Bahrain, Kuwait and the UAE are highly advanced Gulf states, but penetration rates fall below 50 percent in Palestine, Sudan, Syria and Yemen.
Indeed, subscriber growth across the 18 Arab State markets examined in the report - Algeria, Bahrain, Egypt, Iraq, Jordan, Kuwait, Lebanon, Libya, Morocco, Oman, Palestine, Qatar, Saudi Arabia, Sudan, Syria, Tunisia, United Arab Emirates, Yemen - is expected to be slower than the global average between now and 2020, with subscriber penetration hitting 57 percent (233 million subscribers) by the end of this decade, behind a global figure of 59 percent.
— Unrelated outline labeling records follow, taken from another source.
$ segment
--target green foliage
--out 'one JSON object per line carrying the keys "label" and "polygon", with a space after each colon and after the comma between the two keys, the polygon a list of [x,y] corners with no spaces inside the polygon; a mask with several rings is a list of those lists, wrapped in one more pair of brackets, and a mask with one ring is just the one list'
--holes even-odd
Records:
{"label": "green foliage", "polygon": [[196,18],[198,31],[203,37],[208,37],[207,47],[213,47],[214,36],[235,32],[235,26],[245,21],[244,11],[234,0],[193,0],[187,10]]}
The report, 'The Mobile Economy - Arab States 2015', attributes this to several factors: “the declining growth potential in already highly penetrated markets; the challenge of growing penetration in the lower income and rural-based groups in less developed markets; and the unstable political and economic conditions that currently exist in several regional markets.”
The number of unique mobile subscribers in the Arab States as a whole reached 199 million at the end of 2014, equivalent to 54 percent of the region's population.
Despite the challenges, the report forecasts fast growth in mobile broadband and smartphone usage. It predicts that mobile broadband networks will support more than two-thirds (69 percent) of all mobile connections across the Arab States of the Middle East and North Africa by 2020, up from just 34 percent at the end of 2014. In terms of hard numbers, GSMA expects there to be 350 million 3G/4G mobile broadband connections in the region within the next five years.
The report argues that such growth is being driven by operator investments in 3G and 4G networks and rising smartphone adoption.
Over the last four years, mobile operators across the Arab States are said to have spent more than $40 billion on capital investments, or approximately 18 percent of total revenue. This investment has focused on improving network coverage, increasing network capacity, and deploying 3G/4G mobile broadband networks. According to the report, 3G networks are now live in every country in the region except one, while there are 23 live 4G networks in ten countries in the region and 4G launches planned in a further eight markets.
Meanwhile the number of smartphone connections in the region is forecast to almost triple between 2014 and 2020, reaching 327 million (around two-thirds of the total connection base).